Private equity firm GTCR led the investment. The deal comes six years after Insight Partners acquired a majority stake in Tricentis for $165 million. Reports that the software maker could raise new funding first emerged in September.
Manually testing every single feature of an application for bugs, performance hiccups and vulnerabilities is often impractical. As a result, developers create testing workflows that automatically scan their software for faulty code. Tricentis provides tools that make it easier to create such automated workflows.
The company’s flagship product, Tosca, can test a wide range of programs including web services, mobile apps and cloud workloads. The software finds bugs in not only an application’s user interface but also other components such as the connectors with which it retrieves data from external systems.

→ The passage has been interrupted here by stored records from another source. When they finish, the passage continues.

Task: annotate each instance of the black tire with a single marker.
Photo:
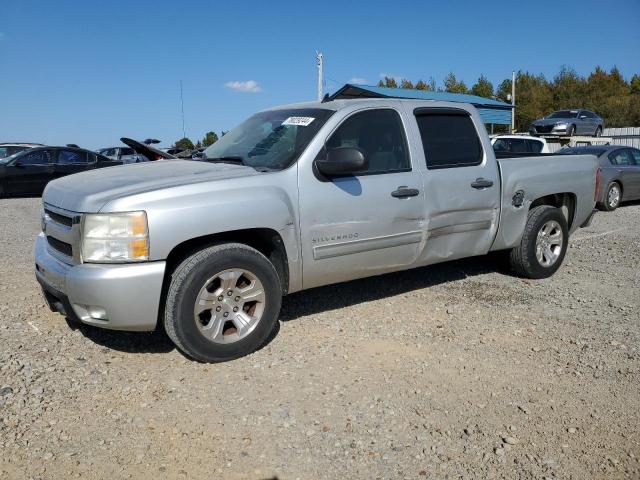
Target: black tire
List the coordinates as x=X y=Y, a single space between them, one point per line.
x=187 y=281
x=609 y=204
x=523 y=257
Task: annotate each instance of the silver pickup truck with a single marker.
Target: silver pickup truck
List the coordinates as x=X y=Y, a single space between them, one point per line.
x=293 y=198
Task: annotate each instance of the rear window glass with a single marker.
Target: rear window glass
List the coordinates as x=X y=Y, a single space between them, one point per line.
x=581 y=151
x=449 y=140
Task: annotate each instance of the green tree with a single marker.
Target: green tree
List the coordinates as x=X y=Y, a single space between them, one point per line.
x=404 y=83
x=420 y=85
x=184 y=143
x=503 y=92
x=388 y=82
x=209 y=139
x=452 y=85
x=483 y=88
x=569 y=89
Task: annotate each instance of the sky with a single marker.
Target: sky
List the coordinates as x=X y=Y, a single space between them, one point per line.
x=90 y=72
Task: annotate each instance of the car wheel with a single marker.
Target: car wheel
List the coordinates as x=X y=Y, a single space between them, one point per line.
x=222 y=302
x=613 y=197
x=543 y=244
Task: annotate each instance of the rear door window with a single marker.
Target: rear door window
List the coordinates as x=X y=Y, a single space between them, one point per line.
x=635 y=155
x=38 y=157
x=380 y=135
x=621 y=157
x=449 y=138
x=535 y=146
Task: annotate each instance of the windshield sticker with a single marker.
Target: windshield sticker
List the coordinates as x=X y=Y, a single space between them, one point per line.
x=300 y=121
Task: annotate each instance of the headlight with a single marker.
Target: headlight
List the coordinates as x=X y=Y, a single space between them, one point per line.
x=115 y=237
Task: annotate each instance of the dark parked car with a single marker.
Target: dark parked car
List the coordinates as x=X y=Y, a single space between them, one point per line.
x=620 y=177
x=569 y=123
x=29 y=171
x=124 y=154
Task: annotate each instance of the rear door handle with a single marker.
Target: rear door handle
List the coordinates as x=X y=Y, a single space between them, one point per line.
x=404 y=192
x=481 y=183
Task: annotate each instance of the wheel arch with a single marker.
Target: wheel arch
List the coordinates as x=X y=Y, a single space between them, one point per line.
x=265 y=240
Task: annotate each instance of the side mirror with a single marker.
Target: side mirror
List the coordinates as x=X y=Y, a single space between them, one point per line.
x=342 y=161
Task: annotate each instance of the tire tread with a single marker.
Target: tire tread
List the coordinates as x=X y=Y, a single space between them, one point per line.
x=178 y=278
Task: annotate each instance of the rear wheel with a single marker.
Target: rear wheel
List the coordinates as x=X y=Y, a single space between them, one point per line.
x=222 y=303
x=613 y=197
x=543 y=244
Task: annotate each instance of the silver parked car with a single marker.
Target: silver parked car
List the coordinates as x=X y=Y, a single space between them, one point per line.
x=620 y=173
x=297 y=197
x=569 y=123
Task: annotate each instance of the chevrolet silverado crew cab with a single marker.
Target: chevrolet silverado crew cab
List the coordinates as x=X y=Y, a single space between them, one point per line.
x=297 y=197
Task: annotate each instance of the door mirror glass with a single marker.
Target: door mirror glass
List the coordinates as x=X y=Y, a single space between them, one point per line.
x=342 y=161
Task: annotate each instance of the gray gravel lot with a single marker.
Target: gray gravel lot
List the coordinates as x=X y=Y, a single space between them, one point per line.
x=453 y=371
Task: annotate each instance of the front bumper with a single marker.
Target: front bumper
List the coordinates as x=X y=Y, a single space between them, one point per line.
x=587 y=222
x=117 y=297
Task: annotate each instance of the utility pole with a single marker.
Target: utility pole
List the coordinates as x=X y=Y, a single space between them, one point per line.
x=319 y=61
x=513 y=101
x=184 y=134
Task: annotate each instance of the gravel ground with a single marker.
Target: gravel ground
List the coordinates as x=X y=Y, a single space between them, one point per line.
x=453 y=371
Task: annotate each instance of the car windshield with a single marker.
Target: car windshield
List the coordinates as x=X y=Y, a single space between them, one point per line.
x=564 y=114
x=270 y=140
x=6 y=160
x=581 y=151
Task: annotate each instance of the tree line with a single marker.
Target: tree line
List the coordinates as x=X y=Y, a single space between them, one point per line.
x=608 y=94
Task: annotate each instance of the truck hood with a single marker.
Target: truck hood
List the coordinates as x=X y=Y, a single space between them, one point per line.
x=92 y=190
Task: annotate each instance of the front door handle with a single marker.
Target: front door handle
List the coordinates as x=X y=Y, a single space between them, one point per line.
x=481 y=183
x=404 y=192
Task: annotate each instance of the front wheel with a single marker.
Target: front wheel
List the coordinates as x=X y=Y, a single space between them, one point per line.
x=222 y=302
x=543 y=244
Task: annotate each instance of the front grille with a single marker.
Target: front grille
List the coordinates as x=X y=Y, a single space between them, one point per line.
x=61 y=219
x=61 y=247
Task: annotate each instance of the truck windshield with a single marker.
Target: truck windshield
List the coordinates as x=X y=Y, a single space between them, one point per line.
x=270 y=140
x=564 y=114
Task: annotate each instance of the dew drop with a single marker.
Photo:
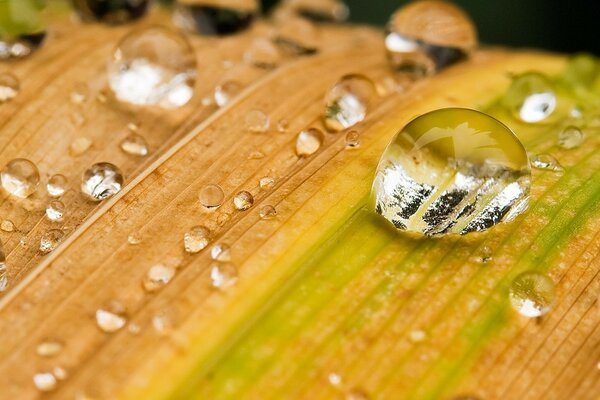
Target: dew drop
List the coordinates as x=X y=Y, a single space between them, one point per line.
x=211 y=196
x=153 y=67
x=532 y=294
x=55 y=211
x=196 y=239
x=452 y=171
x=308 y=142
x=570 y=138
x=243 y=201
x=101 y=181
x=57 y=185
x=9 y=86
x=135 y=144
x=20 y=178
x=347 y=101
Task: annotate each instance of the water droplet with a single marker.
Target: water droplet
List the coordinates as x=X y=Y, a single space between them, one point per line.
x=257 y=121
x=50 y=240
x=225 y=92
x=111 y=12
x=532 y=294
x=101 y=181
x=207 y=18
x=571 y=137
x=268 y=212
x=221 y=252
x=426 y=36
x=262 y=53
x=57 y=185
x=531 y=97
x=243 y=201
x=55 y=210
x=352 y=140
x=196 y=239
x=452 y=171
x=153 y=67
x=308 y=142
x=547 y=162
x=266 y=183
x=135 y=144
x=211 y=196
x=158 y=276
x=44 y=381
x=20 y=178
x=79 y=146
x=49 y=348
x=108 y=321
x=9 y=86
x=347 y=101
x=223 y=276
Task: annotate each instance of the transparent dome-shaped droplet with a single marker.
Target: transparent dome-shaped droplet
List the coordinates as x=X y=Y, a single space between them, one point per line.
x=101 y=181
x=20 y=178
x=196 y=239
x=223 y=275
x=153 y=67
x=226 y=91
x=451 y=171
x=158 y=276
x=309 y=142
x=243 y=201
x=211 y=196
x=530 y=97
x=111 y=12
x=347 y=101
x=55 y=211
x=571 y=137
x=57 y=185
x=9 y=86
x=211 y=18
x=425 y=36
x=532 y=294
x=50 y=240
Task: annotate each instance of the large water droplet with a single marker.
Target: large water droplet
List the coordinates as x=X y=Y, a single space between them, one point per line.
x=20 y=178
x=452 y=171
x=427 y=35
x=347 y=101
x=532 y=294
x=153 y=67
x=101 y=181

Companies can test that every feature works as expected, as well as measure how fast the software responds to user input.
Tricentis sells Tosca alongside more specialized test automation tools. There’s LiveCompare, which enterprises use to check changes to their SAP SE software environments for bugs. Another tool, Testim, eases the task of testing mobile and web applications.
The company also offers a number of other tools that make its core test automation products easier to use.
Software teams often maintain a library of automated tests that are each configured to search for a different type of bug. When developers update an application, they usually have to run only a small fraction of the automated tests created by their team. Tricentis provides a tool called SeaLights that identifies which tests are needed to evaluate a software update and skips the rest to save time.
SeaLights became part of Tricentis’ product portfolio in June when it acquired the startup that developed the tool. With the new $1.33 billion investment from GTCR, the company could make more acquisitions to further expand its software lineup.
The cash infusion will should enable Tricentis to accelerate its in-house product development efforts. Last year, the company launched a service called Device Cloud that provides access to mobile devices from Apple Inc., Samsung Electronics Co. Ltd. and other smartphone makers. Developers can use the hardware to test whether their mobile apps work consistently across different handsets.
Tricentis disclosed on occasion of today’s funding milestone that it expects to end 2024 with $425 million in annual recurring revenue. That represents a year-over-year increase of 27%, which is better than the 20% growth the company posted in 2023. Tricentis generates its revenue from a customer base that includes more than 60% of the Fortune 500 and about 3,000 other organizations.